Ten Minutes with Susan Anderson
Susan Anderson of Westport’s White Birch Studio on Creating Personality-Packed Spaces
Photographs: Ann Loynd
Westport-based interior designer Susan Anderson opened her store, White Birch Studio, to provide clients with a gallery of ideas different from any other design shop. “You have more roads to take,” Anderson says of the varying aesthetics in her store, which features an eclectic mix of offerings from vintage to modern with touches of elegance and whimsy. “It’s not a carbon copy” of competing businesses, she says.
As a result, the store’s unique items help the designer tune into her clients’ tastes. “I see what they’re drawn to,” Anderson says. “I want them to get comfortable with choices that are very scary to make,” choices that create a room’s concept. Anderson prefers interiors with some negative space, clean lines and a few objects. “I’m not the kind of designer that feels you have the fill every corner.”
Which is why finding the right things is so important. Though she insists there’s no magic formula, Anderson’s honed eye leads her to one-of-a-kind gems. She points to “elegant yet earthy” 22-karat gold lined clay bowls she found on a weekend trip to Vermont as an example. “I stumbled upon them and knew they were the right look for my store.”
Intuition plays a role, but the designer suggests starting out with large, neutral objects and layering from there. She chooses beiges, grays and creams for sofas and staple pieces, then adds pops of color.

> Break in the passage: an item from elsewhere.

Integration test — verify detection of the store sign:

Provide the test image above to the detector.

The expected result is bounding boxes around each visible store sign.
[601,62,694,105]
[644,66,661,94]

But which comes first, the chicken or the egg? Anderson says that she often finds a great item that inspires a room. For a recent project, it was a wood-topped table featuring a sculpted metal base. “That item told me: This house is not industrial, it is not cold modern; it has clean lines and elegance that has to continue,” she recalls.
In her own home, her work is never done. When her 19th-century barn-turned-house was completely finished, it was time to move on. The designer chose a mid-century modern—the antithesis of that old barn—as the place to start the design process anew. “It was time for a new adventure,” she says.
Next on the docket, look out for White Birch Studio’s online store, coming in September. Anderson says the site will feature items with the same feel, but with a broader selection.